Il 30 settembre gli agenti della Squadra Mobile della Questura di Napoli e i carabinieri del Nucleo Investigativo di Castello di Cisterna hanno arrestato Michele Puzio, dando esecuzione ad un’ordinanza di custodia cautelare in carcere emessa dal GIP del Tribunale di Napoli, nell’ambito delle indagini svolte dalla Direzione Distrettuale Antimafia di Napoli. Puzio, già condannato in primo grado per il suo ruolo di affiliato del clan Moccia di Afragola, è accusato di concorso nell’omicidio di Immacolata Capone, avvenuto a Sant’Antimo il 17 marzo 2004.

La vittima, all’epoca, era imprenditrice nel campo del movimento terra nei comuni di Casoria ed Afragola. La Capone, nel corso della sua attività imprenditoriale, aveva assunto il ruolo di fiduciaria degli interessi economici del clan Moccia, non disdegnando di stringere, prima che venisse uccisa, dei rapporti economici con altre organizzazioni camorristiche. L’omicidio, secondo la ricostruzione accusatoria, è da collegare alla volontà del clan Moccia di “punire” la donna perché ritenuta mandante dell’omicidio del marito Giorgio Salierno, a sua volta fiduciario dei vertici dell’organizzazione, ed al fine di impedire il rafforzamento dei legami economici fra l’attività imprenditoriale della Capone e clan diversi dal clan Moccia.

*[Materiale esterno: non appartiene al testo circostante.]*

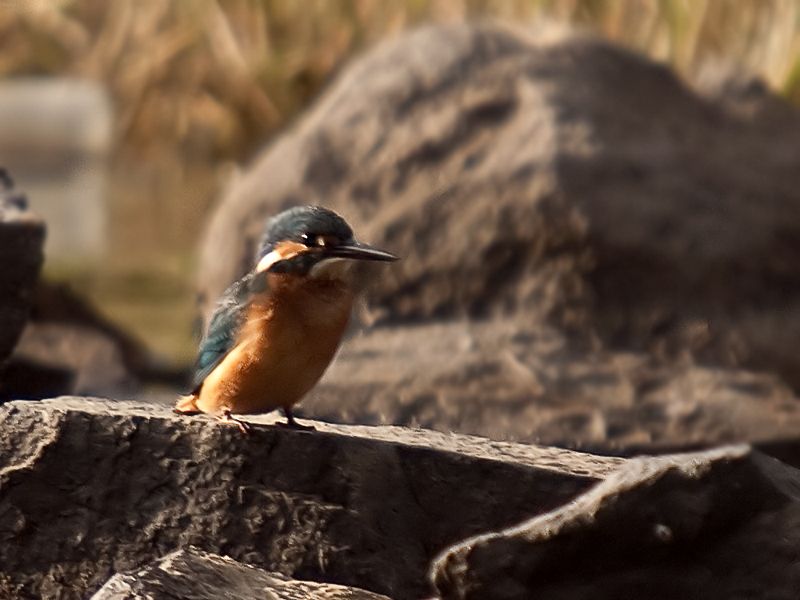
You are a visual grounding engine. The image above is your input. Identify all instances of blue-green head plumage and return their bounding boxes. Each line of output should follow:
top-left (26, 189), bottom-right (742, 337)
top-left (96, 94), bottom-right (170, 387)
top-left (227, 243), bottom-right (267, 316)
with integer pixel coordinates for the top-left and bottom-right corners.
top-left (256, 206), bottom-right (397, 275)
top-left (194, 206), bottom-right (397, 388)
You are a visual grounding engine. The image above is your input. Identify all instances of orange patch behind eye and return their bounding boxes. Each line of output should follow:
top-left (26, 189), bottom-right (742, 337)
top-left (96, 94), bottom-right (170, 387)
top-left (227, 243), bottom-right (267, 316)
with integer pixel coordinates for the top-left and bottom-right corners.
top-left (256, 241), bottom-right (316, 272)
top-left (274, 241), bottom-right (308, 260)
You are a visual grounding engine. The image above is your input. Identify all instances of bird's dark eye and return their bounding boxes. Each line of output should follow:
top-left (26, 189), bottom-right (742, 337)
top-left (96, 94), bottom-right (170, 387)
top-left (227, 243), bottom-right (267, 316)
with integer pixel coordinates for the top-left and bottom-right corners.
top-left (300, 233), bottom-right (338, 248)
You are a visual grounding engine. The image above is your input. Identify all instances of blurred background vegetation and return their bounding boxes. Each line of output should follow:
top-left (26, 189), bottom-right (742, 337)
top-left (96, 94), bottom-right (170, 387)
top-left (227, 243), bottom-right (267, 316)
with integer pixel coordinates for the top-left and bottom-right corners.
top-left (0, 0), bottom-right (800, 363)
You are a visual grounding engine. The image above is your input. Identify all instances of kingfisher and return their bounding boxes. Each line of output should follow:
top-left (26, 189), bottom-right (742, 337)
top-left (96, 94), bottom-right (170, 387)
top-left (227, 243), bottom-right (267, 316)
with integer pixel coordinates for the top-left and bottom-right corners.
top-left (175, 206), bottom-right (398, 433)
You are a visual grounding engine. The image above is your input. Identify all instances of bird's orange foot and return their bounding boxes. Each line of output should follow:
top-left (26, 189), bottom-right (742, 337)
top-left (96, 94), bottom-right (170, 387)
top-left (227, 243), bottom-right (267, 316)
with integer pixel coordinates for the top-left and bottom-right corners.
top-left (217, 410), bottom-right (251, 435)
top-left (275, 408), bottom-right (316, 431)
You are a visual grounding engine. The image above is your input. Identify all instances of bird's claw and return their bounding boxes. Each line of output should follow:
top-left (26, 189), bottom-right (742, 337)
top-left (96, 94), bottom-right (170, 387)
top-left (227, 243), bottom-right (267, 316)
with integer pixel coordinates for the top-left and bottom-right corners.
top-left (217, 410), bottom-right (251, 435)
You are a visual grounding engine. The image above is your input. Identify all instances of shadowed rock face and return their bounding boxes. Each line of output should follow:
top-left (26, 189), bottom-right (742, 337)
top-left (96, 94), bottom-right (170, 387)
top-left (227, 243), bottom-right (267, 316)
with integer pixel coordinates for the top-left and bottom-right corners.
top-left (92, 549), bottom-right (389, 600)
top-left (0, 398), bottom-right (621, 599)
top-left (0, 166), bottom-right (45, 370)
top-left (432, 447), bottom-right (800, 600)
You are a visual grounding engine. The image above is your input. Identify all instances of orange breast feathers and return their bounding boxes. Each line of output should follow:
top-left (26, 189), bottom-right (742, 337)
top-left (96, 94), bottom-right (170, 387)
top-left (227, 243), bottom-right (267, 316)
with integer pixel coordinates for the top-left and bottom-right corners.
top-left (195, 274), bottom-right (353, 415)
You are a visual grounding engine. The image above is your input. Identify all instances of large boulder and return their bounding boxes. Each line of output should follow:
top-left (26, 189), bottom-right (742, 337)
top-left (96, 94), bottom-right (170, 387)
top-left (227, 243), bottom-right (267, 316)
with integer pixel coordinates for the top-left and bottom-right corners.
top-left (432, 446), bottom-right (800, 600)
top-left (0, 398), bottom-right (623, 600)
top-left (301, 320), bottom-right (800, 452)
top-left (0, 167), bottom-right (45, 369)
top-left (200, 24), bottom-right (800, 388)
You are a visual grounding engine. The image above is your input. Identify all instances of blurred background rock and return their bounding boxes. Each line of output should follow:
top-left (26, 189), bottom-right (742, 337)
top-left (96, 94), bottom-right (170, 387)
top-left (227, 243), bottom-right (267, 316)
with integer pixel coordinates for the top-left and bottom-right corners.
top-left (0, 0), bottom-right (800, 364)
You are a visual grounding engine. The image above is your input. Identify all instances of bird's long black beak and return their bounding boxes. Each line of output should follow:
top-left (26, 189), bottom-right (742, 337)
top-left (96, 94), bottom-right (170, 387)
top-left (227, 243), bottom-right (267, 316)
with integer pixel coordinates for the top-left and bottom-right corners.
top-left (323, 242), bottom-right (399, 262)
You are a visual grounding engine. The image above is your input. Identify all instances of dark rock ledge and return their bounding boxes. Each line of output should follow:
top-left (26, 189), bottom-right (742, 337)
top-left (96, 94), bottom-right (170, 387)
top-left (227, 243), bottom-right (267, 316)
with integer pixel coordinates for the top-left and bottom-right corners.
top-left (92, 548), bottom-right (389, 600)
top-left (432, 446), bottom-right (800, 600)
top-left (0, 397), bottom-right (623, 599)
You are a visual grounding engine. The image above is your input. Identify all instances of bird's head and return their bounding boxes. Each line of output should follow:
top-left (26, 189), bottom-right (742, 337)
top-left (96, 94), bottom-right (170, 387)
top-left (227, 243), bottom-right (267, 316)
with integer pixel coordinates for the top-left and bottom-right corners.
top-left (256, 206), bottom-right (397, 277)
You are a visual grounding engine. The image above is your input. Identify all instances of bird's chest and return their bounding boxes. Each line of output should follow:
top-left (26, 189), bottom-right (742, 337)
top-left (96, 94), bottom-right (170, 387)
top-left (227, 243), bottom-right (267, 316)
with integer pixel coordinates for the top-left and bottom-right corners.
top-left (240, 282), bottom-right (352, 378)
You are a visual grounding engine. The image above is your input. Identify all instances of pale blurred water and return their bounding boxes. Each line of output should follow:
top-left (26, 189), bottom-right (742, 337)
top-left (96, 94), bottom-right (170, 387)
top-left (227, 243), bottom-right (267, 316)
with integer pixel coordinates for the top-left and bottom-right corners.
top-left (0, 78), bottom-right (113, 263)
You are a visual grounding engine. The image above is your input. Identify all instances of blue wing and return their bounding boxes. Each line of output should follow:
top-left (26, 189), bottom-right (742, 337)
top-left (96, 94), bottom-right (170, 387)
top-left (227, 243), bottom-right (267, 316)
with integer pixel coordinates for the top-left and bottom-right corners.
top-left (192, 274), bottom-right (253, 392)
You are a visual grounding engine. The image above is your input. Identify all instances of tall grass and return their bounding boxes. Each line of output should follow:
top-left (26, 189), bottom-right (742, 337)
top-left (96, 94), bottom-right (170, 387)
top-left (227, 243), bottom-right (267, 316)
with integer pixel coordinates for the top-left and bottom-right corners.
top-left (0, 0), bottom-right (800, 164)
top-left (0, 0), bottom-right (800, 356)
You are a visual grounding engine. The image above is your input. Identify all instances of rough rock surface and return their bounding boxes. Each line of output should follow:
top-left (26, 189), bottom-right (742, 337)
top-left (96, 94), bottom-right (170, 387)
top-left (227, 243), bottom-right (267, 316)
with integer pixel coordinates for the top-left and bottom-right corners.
top-left (432, 446), bottom-right (800, 600)
top-left (0, 281), bottom-right (187, 400)
top-left (199, 25), bottom-right (800, 389)
top-left (0, 398), bottom-right (621, 599)
top-left (0, 167), bottom-right (45, 368)
top-left (92, 548), bottom-right (389, 600)
top-left (301, 321), bottom-right (800, 452)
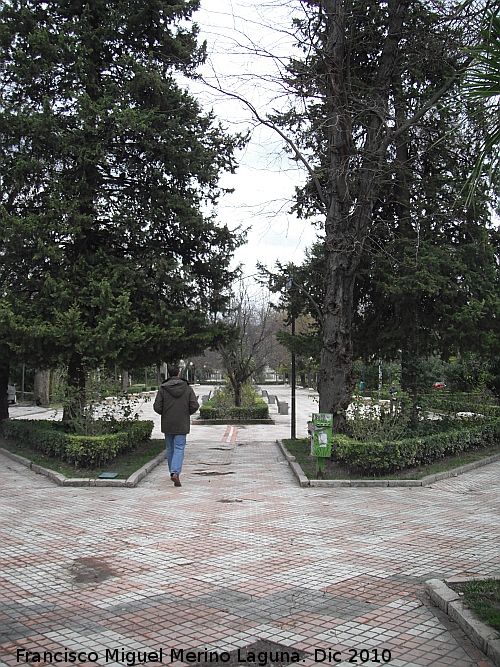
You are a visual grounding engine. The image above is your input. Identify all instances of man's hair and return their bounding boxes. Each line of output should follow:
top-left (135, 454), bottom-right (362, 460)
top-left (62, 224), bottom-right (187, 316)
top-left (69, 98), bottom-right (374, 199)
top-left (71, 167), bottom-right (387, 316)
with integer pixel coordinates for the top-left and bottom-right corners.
top-left (167, 364), bottom-right (181, 377)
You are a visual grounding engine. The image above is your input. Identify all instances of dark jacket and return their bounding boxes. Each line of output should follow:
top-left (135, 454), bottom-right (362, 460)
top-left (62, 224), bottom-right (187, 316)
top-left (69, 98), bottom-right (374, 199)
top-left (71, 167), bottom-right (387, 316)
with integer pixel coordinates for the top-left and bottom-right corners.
top-left (153, 377), bottom-right (200, 435)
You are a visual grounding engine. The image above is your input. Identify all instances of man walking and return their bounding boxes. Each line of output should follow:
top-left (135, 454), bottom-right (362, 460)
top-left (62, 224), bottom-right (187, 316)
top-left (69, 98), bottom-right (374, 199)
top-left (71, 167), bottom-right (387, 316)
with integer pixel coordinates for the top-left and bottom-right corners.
top-left (153, 364), bottom-right (200, 486)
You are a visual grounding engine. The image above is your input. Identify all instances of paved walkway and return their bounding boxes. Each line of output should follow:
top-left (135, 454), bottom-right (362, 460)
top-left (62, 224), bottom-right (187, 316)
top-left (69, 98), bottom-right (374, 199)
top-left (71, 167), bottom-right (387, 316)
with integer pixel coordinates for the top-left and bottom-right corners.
top-left (0, 388), bottom-right (500, 667)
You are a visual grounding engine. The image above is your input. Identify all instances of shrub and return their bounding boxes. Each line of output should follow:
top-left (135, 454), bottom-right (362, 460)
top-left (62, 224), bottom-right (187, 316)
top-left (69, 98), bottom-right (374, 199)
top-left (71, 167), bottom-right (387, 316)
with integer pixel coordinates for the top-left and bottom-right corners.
top-left (200, 386), bottom-right (269, 420)
top-left (3, 419), bottom-right (154, 467)
top-left (200, 401), bottom-right (269, 420)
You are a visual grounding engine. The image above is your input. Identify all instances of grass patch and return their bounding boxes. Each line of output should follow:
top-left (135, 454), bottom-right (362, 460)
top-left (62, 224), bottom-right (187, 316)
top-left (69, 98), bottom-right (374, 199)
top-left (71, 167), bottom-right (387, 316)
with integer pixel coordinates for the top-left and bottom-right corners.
top-left (283, 438), bottom-right (500, 479)
top-left (0, 438), bottom-right (165, 479)
top-left (448, 579), bottom-right (500, 632)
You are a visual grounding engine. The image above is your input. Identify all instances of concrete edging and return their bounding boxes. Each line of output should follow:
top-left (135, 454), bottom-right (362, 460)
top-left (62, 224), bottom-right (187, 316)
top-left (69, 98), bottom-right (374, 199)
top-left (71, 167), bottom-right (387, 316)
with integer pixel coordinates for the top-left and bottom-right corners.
top-left (0, 447), bottom-right (166, 489)
top-left (276, 440), bottom-right (500, 488)
top-left (425, 576), bottom-right (500, 667)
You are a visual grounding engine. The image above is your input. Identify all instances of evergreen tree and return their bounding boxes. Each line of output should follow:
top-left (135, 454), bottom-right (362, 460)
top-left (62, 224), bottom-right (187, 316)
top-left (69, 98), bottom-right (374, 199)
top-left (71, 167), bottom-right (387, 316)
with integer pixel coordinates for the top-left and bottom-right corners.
top-left (0, 0), bottom-right (243, 420)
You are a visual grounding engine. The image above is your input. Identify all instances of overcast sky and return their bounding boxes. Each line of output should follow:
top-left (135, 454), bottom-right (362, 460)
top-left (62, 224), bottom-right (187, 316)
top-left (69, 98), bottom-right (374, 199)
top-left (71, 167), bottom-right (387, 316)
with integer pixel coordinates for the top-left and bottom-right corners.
top-left (185, 0), bottom-right (315, 284)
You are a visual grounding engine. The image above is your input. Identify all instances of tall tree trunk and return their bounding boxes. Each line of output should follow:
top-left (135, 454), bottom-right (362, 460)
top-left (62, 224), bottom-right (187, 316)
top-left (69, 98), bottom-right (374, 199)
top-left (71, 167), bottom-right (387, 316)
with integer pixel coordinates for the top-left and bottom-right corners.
top-left (33, 368), bottom-right (50, 407)
top-left (319, 0), bottom-right (406, 432)
top-left (0, 363), bottom-right (10, 423)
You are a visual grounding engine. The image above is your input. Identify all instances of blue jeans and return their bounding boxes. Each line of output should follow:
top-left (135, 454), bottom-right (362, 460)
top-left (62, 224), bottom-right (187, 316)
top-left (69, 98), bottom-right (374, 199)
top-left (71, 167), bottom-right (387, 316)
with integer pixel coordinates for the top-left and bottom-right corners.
top-left (165, 433), bottom-right (186, 475)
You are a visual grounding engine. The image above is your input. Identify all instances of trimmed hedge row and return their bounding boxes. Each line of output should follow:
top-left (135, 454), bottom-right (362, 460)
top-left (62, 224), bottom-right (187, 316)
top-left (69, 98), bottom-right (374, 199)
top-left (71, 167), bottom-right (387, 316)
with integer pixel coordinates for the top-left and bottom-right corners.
top-left (200, 397), bottom-right (269, 420)
top-left (333, 419), bottom-right (500, 474)
top-left (2, 419), bottom-right (154, 467)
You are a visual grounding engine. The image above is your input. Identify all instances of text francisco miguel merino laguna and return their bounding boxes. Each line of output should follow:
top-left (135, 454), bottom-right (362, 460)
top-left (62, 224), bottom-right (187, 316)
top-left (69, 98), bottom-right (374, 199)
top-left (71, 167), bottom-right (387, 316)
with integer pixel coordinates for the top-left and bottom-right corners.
top-left (17, 648), bottom-right (391, 667)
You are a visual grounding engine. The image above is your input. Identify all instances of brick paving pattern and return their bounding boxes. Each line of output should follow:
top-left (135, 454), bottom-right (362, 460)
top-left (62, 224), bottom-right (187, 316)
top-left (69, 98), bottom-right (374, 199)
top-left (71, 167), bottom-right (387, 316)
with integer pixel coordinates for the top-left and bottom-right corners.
top-left (0, 388), bottom-right (500, 667)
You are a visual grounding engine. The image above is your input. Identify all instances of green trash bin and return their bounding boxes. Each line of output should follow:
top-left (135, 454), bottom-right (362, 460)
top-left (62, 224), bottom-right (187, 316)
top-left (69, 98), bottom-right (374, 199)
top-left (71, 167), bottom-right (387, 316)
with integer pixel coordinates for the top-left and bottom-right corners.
top-left (309, 412), bottom-right (333, 477)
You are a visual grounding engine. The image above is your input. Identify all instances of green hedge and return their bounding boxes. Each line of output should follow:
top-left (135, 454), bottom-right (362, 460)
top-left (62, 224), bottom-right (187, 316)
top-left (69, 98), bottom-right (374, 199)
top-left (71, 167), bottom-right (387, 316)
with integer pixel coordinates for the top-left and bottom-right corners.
top-left (2, 419), bottom-right (154, 467)
top-left (333, 419), bottom-right (500, 474)
top-left (200, 397), bottom-right (269, 420)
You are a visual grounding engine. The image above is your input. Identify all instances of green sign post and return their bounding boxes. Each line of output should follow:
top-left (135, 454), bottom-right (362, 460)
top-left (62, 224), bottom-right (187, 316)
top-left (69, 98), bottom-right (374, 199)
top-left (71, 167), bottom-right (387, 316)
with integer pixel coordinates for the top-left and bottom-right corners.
top-left (309, 412), bottom-right (333, 477)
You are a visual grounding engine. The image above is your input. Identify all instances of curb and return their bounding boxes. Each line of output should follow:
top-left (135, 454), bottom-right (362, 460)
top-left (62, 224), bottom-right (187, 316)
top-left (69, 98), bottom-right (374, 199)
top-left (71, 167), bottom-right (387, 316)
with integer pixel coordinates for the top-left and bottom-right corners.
top-left (0, 447), bottom-right (165, 489)
top-left (276, 440), bottom-right (500, 488)
top-left (425, 577), bottom-right (500, 667)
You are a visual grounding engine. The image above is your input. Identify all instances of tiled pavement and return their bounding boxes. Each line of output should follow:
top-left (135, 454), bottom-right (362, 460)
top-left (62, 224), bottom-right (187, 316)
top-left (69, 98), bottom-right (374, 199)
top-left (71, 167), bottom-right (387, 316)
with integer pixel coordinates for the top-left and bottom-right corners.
top-left (0, 389), bottom-right (500, 667)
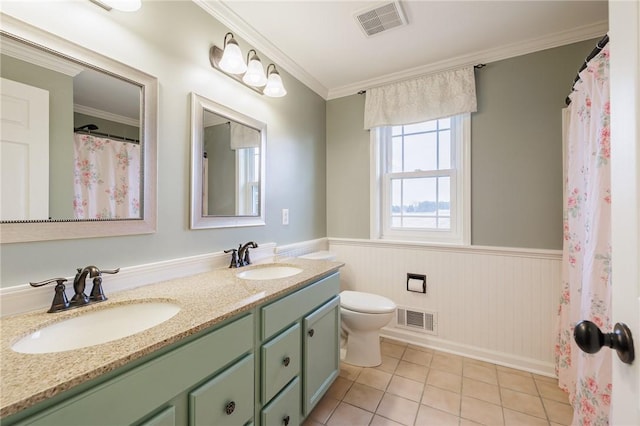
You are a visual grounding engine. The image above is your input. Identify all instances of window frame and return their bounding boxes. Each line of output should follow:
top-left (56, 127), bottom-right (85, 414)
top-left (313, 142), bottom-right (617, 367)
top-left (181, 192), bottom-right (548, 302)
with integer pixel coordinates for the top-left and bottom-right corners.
top-left (370, 113), bottom-right (471, 245)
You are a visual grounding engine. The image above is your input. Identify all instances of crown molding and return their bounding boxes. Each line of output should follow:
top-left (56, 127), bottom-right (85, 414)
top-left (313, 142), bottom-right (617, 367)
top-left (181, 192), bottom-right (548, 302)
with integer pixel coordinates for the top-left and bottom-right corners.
top-left (193, 0), bottom-right (329, 99)
top-left (326, 20), bottom-right (609, 100)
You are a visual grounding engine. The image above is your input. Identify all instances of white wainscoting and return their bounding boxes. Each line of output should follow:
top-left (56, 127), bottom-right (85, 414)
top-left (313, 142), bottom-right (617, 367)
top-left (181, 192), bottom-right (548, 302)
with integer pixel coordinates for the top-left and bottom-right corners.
top-left (329, 238), bottom-right (562, 376)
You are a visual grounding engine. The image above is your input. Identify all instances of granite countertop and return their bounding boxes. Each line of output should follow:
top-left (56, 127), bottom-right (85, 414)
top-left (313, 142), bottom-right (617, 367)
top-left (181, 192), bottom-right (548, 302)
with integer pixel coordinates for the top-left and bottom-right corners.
top-left (0, 258), bottom-right (343, 418)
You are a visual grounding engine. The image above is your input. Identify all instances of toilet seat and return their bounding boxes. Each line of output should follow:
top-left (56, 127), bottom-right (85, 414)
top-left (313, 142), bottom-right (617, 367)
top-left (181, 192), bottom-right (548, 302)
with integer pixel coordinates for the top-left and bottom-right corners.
top-left (340, 290), bottom-right (396, 314)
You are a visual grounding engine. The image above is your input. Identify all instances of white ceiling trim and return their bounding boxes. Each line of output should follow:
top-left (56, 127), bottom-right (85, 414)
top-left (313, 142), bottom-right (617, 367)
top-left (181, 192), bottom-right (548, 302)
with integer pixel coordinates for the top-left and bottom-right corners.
top-left (193, 0), bottom-right (608, 100)
top-left (193, 0), bottom-right (329, 99)
top-left (325, 21), bottom-right (608, 100)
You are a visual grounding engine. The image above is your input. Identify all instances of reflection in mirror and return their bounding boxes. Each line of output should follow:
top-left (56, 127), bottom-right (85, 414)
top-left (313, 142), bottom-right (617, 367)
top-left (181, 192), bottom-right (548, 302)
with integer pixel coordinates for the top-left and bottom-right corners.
top-left (191, 93), bottom-right (266, 228)
top-left (0, 15), bottom-right (157, 243)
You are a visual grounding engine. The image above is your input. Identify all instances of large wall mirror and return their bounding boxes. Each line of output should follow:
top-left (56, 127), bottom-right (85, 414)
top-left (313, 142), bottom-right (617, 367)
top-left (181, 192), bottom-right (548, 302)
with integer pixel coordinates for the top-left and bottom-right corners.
top-left (0, 15), bottom-right (158, 243)
top-left (191, 93), bottom-right (267, 229)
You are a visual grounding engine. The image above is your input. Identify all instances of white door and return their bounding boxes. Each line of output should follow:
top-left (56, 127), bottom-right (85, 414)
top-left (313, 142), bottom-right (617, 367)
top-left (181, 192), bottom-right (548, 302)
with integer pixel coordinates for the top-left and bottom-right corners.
top-left (602, 0), bottom-right (640, 426)
top-left (0, 78), bottom-right (49, 220)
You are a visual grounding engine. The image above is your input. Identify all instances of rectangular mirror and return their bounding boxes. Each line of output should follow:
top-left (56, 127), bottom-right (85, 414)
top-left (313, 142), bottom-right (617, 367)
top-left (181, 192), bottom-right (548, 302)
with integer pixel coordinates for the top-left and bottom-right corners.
top-left (0, 15), bottom-right (157, 243)
top-left (191, 93), bottom-right (267, 229)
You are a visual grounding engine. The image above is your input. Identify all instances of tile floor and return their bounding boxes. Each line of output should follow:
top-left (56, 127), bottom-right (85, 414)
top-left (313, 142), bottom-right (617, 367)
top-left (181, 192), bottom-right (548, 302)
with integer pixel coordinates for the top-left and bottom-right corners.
top-left (304, 339), bottom-right (573, 426)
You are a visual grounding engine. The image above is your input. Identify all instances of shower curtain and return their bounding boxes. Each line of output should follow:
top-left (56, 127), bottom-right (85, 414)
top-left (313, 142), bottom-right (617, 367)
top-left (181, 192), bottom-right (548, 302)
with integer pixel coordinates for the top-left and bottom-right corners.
top-left (555, 41), bottom-right (612, 425)
top-left (73, 133), bottom-right (141, 219)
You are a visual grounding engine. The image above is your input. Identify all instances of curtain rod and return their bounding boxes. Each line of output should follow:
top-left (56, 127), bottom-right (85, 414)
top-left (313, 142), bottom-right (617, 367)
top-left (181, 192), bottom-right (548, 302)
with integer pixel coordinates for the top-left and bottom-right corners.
top-left (565, 34), bottom-right (609, 106)
top-left (358, 64), bottom-right (487, 95)
top-left (73, 124), bottom-right (140, 144)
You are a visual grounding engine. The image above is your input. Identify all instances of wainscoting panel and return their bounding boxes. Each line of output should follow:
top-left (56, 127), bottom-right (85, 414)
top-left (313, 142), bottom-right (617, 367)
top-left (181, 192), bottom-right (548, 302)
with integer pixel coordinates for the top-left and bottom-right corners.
top-left (329, 238), bottom-right (561, 375)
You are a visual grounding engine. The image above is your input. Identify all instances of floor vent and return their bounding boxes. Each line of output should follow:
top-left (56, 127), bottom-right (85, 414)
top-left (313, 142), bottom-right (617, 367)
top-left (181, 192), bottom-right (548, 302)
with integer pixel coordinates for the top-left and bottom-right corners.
top-left (356, 1), bottom-right (407, 36)
top-left (396, 307), bottom-right (438, 335)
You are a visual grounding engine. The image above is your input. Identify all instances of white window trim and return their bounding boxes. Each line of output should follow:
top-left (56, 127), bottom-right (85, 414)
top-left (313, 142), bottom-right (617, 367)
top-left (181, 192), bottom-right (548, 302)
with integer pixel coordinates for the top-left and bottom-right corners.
top-left (369, 114), bottom-right (471, 245)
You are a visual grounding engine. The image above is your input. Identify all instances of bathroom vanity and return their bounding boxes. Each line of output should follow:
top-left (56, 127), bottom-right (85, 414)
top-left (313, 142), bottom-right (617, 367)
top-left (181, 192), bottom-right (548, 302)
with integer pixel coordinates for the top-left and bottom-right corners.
top-left (2, 259), bottom-right (341, 426)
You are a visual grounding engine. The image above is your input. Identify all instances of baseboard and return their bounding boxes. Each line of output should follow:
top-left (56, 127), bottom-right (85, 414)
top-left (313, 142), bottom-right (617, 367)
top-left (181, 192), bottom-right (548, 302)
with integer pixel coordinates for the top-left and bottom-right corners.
top-left (380, 327), bottom-right (556, 377)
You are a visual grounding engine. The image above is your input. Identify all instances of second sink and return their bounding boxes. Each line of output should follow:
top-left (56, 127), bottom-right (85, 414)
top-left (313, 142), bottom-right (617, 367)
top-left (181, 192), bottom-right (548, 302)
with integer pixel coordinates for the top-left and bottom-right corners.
top-left (236, 265), bottom-right (302, 280)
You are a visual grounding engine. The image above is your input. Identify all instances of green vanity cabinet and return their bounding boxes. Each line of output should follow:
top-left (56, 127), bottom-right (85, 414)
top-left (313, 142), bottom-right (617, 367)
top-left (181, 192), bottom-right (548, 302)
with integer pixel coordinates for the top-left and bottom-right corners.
top-left (8, 272), bottom-right (340, 426)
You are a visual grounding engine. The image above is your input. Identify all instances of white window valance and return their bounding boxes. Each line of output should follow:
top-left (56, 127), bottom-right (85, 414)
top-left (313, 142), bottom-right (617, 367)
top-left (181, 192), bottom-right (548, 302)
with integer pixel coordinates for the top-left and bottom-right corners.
top-left (364, 66), bottom-right (477, 129)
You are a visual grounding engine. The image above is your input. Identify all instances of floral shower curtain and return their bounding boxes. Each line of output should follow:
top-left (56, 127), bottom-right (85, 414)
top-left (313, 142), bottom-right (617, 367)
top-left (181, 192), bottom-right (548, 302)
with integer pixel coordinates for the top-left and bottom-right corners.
top-left (73, 133), bottom-right (141, 219)
top-left (555, 46), bottom-right (612, 425)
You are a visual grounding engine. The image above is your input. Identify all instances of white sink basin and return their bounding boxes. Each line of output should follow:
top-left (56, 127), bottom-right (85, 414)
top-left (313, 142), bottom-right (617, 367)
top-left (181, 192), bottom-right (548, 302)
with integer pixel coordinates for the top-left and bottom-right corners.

Il ruolo di killer avuto da Puzio, emerso nel corso delle indagini, trova conferma anche negli esiti delle indagini della scientifica. Il killer, durante le fasi concitate dell’omicidio, caratterizzate da un disperato tentativo di fuga della vittima all’interno di un esercizio commerciale, aveva infatti perso un cappellino che indossava al momento dell’esecuzione e che era stato sottoposto a sequestro nelle immediate vicinanze del luogo del delitto. A distanza di anni, ed anche grazie al progresso delle metodologie di accertamento, è emersa, a seguito di investigazioni scientifiche condotte nel contraddittorio con la difesa ed il consulente dell’indagato, la presenza proprio del DNA di Puzio su più punti del cappellino. Sono stati svolti accertamenti inoltre sull’esistenza di un potenziale alibi a favore dell’indagato, smentito poi dagli accertamenti.